Collaboration & Data Protection (Exchange/Teams/SharePoint/OneDrive + Purview)

• Plan and execute cross‑tenant migrations (mailboxes, Teams, SharePoint sites, OneDrive) with coexistence strategies (free/busy, guest access, shared channels).
• Implement Microsoft Purview: sensitivity labels, DLP, retention/records, insider risk (as needed), and eDiscovery (Standard/Premium) processes.
• Define Teams/SharePoint information architecture and governance (naming, lifecycle, external sharing, sprawl control).

Threat Protection & Operations (Defender XDR + Sentinel optional)

• Operate and tune Microsoft Defender XDR (Endpoint/Identity/Office/Cloud Apps) and leverage Advanced Hunting (KQL) for detection/response.
• Integrate with SIEM (Microsoft Sentinel or existing), define alert routing/runbooks, and lead incident response for Microsoft 365 scope.
• Build dashboards/SLOs for patch compliance, device posture, CA/MFA effectiveness, and threat metrics.
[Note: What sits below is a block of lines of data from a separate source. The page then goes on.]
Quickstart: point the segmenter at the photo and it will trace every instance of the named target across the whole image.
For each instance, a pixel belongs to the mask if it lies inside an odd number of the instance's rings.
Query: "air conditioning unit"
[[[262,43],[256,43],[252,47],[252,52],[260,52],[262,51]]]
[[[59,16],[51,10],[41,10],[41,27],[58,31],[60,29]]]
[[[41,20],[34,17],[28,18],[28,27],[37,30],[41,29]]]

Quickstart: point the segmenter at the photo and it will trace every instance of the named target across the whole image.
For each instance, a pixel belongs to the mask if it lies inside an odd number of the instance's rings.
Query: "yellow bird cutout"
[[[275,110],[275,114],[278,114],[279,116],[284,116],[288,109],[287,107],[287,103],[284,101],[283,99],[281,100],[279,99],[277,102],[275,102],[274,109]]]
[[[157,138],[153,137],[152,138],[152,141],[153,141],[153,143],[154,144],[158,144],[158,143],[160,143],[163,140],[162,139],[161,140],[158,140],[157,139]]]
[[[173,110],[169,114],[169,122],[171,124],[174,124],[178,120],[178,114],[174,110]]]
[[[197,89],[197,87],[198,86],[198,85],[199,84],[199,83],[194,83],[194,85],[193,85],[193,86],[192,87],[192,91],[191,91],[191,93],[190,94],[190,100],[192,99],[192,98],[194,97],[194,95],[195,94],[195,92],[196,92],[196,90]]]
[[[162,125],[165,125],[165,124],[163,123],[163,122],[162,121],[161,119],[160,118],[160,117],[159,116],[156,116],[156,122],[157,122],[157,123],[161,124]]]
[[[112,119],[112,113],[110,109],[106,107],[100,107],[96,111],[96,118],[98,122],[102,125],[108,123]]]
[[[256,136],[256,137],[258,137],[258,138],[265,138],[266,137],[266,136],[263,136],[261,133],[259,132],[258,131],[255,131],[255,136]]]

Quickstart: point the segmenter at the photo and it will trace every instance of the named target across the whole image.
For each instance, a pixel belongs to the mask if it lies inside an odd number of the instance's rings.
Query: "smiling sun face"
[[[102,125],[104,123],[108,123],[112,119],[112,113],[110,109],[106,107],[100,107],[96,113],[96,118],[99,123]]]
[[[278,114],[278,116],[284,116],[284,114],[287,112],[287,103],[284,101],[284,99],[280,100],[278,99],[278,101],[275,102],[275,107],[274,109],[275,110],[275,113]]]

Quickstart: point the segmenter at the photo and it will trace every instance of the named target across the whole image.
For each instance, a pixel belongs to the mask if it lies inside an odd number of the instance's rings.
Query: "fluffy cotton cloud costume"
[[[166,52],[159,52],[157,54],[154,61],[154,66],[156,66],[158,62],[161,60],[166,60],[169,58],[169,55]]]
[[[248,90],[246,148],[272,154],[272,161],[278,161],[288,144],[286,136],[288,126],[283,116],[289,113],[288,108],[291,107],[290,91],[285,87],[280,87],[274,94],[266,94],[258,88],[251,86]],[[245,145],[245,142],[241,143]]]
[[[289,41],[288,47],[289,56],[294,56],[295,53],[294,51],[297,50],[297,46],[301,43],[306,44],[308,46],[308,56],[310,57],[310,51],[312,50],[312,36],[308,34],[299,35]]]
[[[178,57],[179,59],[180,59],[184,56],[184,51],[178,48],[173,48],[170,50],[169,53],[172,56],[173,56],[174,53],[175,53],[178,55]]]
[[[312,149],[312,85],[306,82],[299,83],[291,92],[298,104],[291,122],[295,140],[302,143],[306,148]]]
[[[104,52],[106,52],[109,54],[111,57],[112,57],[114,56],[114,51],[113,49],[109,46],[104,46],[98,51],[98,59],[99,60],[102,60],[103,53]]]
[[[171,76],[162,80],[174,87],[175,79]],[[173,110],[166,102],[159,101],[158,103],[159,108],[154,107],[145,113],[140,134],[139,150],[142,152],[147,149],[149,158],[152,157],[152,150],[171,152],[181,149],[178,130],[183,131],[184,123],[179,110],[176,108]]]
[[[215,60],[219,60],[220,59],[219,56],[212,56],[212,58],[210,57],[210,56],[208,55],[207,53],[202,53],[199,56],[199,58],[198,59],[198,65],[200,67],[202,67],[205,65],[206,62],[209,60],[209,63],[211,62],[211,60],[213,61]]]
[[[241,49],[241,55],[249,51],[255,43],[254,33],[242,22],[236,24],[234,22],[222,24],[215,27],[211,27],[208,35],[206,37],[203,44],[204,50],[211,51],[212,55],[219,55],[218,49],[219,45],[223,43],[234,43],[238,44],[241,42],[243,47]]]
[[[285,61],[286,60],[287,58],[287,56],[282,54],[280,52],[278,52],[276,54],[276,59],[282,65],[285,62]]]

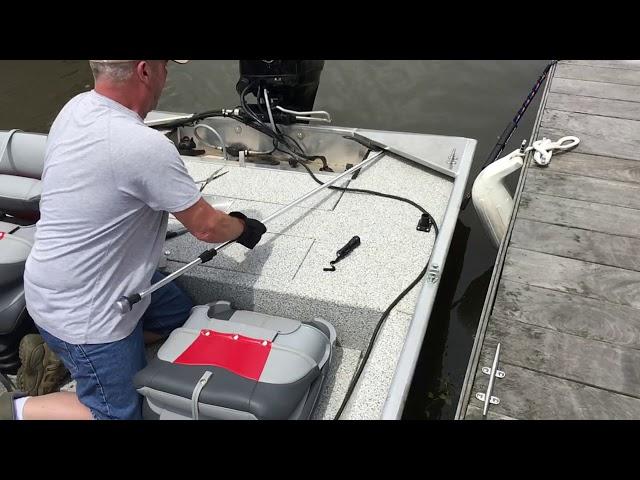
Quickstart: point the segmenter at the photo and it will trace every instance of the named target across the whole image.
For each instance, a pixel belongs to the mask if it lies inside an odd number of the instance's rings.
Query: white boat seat
[[[22,278],[33,243],[0,230],[0,287]]]
[[[38,211],[46,135],[0,131],[0,212]]]
[[[0,175],[0,212],[37,212],[41,193],[40,180]]]

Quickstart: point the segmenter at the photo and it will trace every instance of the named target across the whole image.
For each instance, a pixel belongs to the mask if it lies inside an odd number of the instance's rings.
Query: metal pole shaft
[[[262,220],[262,223],[267,223],[271,220],[273,220],[276,217],[279,217],[280,215],[282,215],[283,213],[291,210],[293,207],[295,207],[296,205],[298,205],[300,202],[303,202],[304,200],[306,200],[307,198],[315,195],[316,193],[318,193],[321,190],[324,190],[325,188],[330,187],[331,185],[333,185],[334,183],[340,181],[341,179],[343,179],[344,177],[351,175],[352,173],[357,172],[358,170],[360,170],[363,167],[366,167],[367,165],[375,162],[376,160],[378,160],[381,156],[385,155],[386,151],[383,150],[382,152],[379,152],[377,155],[374,155],[371,158],[368,158],[366,160],[364,160],[363,162],[360,162],[358,165],[353,166],[352,168],[350,168],[349,170],[344,171],[343,173],[341,173],[340,175],[332,178],[331,180],[327,181],[326,183],[319,185],[317,188],[314,188],[313,190],[311,190],[310,192],[305,193],[304,195],[302,195],[301,197],[297,198],[296,200],[294,200],[293,202],[291,202],[288,205],[285,205],[284,207],[282,207],[280,210],[277,210],[276,212],[272,213],[271,215],[269,215],[267,218],[265,218],[264,220]],[[225,248],[227,245],[229,245],[230,243],[233,243],[235,240],[229,240],[224,242],[223,244],[221,244],[220,246],[216,247],[214,250],[215,252],[219,252],[220,250],[222,250],[223,248]],[[153,292],[155,292],[156,290],[158,290],[159,288],[164,287],[167,283],[172,282],[173,280],[175,280],[176,278],[178,278],[179,276],[183,275],[184,273],[186,273],[187,271],[191,270],[193,267],[195,267],[196,265],[200,265],[202,262],[202,259],[200,257],[196,258],[195,260],[192,260],[191,262],[187,263],[184,267],[179,268],[178,270],[176,270],[175,272],[173,272],[171,275],[166,276],[165,278],[163,278],[162,280],[160,280],[157,283],[154,283],[153,285],[151,285],[149,288],[147,288],[146,290],[140,292],[139,294],[133,294],[133,295],[129,295],[129,297],[120,297],[118,299],[118,301],[116,302],[116,308],[121,312],[121,313],[125,313],[131,310],[131,307],[133,306],[133,303],[137,303],[140,300],[142,300],[143,298],[151,295]]]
Integration & Network Awareness (Coordinate with ASA/Meraki/Datacenter)

• Coordinate with network teams on VPN/IP allowlists, Named Locations, split‑tunnel considerations, and service endpoints impacting Conditional Access and Microsoft 365 reliability.
• Support secure connectivity models across HQ, Datacenter, and new racks; ensure cloud posture reflects changing ISP/public IPs and DMZ patterns.
• Align Autopilot/Intune content delivery with network design to avoid hairpinning and optimize end‑user experience.
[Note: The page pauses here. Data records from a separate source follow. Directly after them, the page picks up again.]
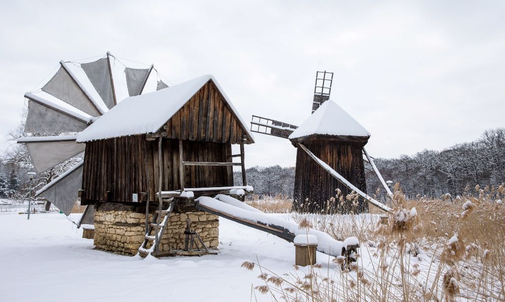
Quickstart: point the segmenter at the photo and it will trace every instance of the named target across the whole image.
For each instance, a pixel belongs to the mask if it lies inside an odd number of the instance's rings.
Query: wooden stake
[[[107,51],[107,65],[109,66],[109,75],[111,78],[111,86],[112,87],[112,97],[114,100],[114,106],[118,104],[116,99],[116,89],[114,88],[114,80],[112,78],[112,68],[111,67],[111,56],[112,55],[109,51]]]
[[[138,93],[139,95],[142,94],[142,92],[144,91],[144,87],[145,87],[145,83],[147,82],[147,79],[149,78],[149,75],[151,74],[151,71],[153,70],[153,69],[154,68],[154,67],[155,66],[154,65],[151,64],[151,67],[149,69],[149,71],[147,72],[147,75],[145,77],[145,80],[144,81],[144,84],[142,84],[142,88],[140,89],[140,92]]]
[[[181,183],[182,193],[184,191],[184,165],[182,158],[182,140],[179,140],[179,179]],[[160,196],[161,196],[161,193]]]
[[[247,182],[245,177],[245,164],[244,163],[244,144],[240,144],[240,162],[242,164],[242,185],[247,186]]]

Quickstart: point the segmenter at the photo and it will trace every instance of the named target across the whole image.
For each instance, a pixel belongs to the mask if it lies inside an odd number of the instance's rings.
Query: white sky
[[[248,122],[300,124],[316,71],[332,71],[331,98],[371,133],[375,156],[505,126],[505,2],[3,2],[0,150],[25,92],[60,60],[107,50],[174,84],[213,74]],[[288,141],[255,137],[247,166],[294,164]]]

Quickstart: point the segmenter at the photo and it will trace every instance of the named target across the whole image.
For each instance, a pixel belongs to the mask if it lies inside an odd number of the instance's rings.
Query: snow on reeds
[[[408,200],[397,186],[387,221],[293,213],[299,224],[335,238],[358,237],[357,262],[342,270],[337,257],[282,275],[249,264],[262,274],[254,294],[289,301],[505,300],[504,195],[502,184]]]

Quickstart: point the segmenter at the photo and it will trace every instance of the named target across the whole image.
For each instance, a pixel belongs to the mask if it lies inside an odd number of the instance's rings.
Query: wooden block
[[[295,245],[294,264],[299,266],[316,264],[316,247],[317,245]]]

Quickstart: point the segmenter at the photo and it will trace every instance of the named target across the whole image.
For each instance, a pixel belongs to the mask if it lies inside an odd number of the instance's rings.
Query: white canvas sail
[[[18,143],[25,144],[35,170],[41,173],[60,164],[86,148],[85,144],[75,142],[75,136],[22,138]]]
[[[87,122],[48,103],[28,100],[28,113],[25,124],[25,133],[80,132],[88,127]]]
[[[152,66],[146,69],[137,69],[129,67],[125,68],[126,86],[128,87],[128,92],[130,96],[139,95],[142,93],[142,90],[145,85],[152,69],[153,69]]]
[[[158,81],[158,85],[156,86],[156,90],[160,90],[164,88],[168,88],[168,85],[163,81]]]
Automation, Cost & Governance

• Automate admin at scale with PowerShell and Microsoft Graph API (configuration‑as‑code for Intune/M365 where feasible).
• Optimize licensing (E3/E5 add‑ons), storage, and service plans for cost control and best value.
• Author SOPs/runbooks, DR/BCP playbooks, and admin guardrails; train IT and power users.

Qualifications

Qualifications & Experience

• 7+ years progressive IT experience; 5+ years hands‑on administering Microsoft 365/Entra ID/Intune at scale (1,000+ endpoints preferred).
• Expert in Intune/Endpoint Manager (Windows 10/11, iOS/Android; macOS nice‑to‑have), Autopilot, BitLocker, baselines, compliance & update rings.
• Deep Conditional Access/MFA design experience; practical PIM/RBAC and least‑privilege patterns.
• Proven cross‑tenant migration experience (Exchange Online, Teams, SharePoint/OneDrive), coexistence, domain/DNS cutovers.
• Strong PowerShell and Graph API skills; configuration drift detection and automation.
• Hands‑on with Defender XDR (onboarding, policies, Advanced Hunting/KQL) and Purview (DLP, labels, retention).
• Understanding of network dependencies for Microsoft 365 (VPN egress, Named Locations, split tunnel, egress IP stability) and ability to collaborate with ASA/Meraki teams.
• Security‑first mindset; familiarity with Zero Trust, CIS Benchmarks, NIST CSF, and audit‑ready documentation.

Preferred

• Microsoft certifications: MS‑100, MS‑101, MD‑102, SC‑300, SC‑200, AZ‑104 (or equivalent experience).
• Experience with Entra ID Governance, access reviews, entitlement management.
• KQL proficiency; Sentinel or other SIEM integration.
• Intune/macOS management; packaging (IntuneWin/MSIX), and app modernization.
• Experience collaborating around Cisco ASAv, Meraki MX, and datacenter changes that affect CA/Named Locations.
• Prior work on merger/separation/tenant carve‑out programs with staged migration waves.
• Infrastructure‑as‑Code mindset for M365/Intune (“config as code”).

Work Conditions

• Occasional after‑hours windows for cutovers/security changes.
• Ability to join an on‑call rotation for P1/P2 incidents related to Microsoft 365/Intune.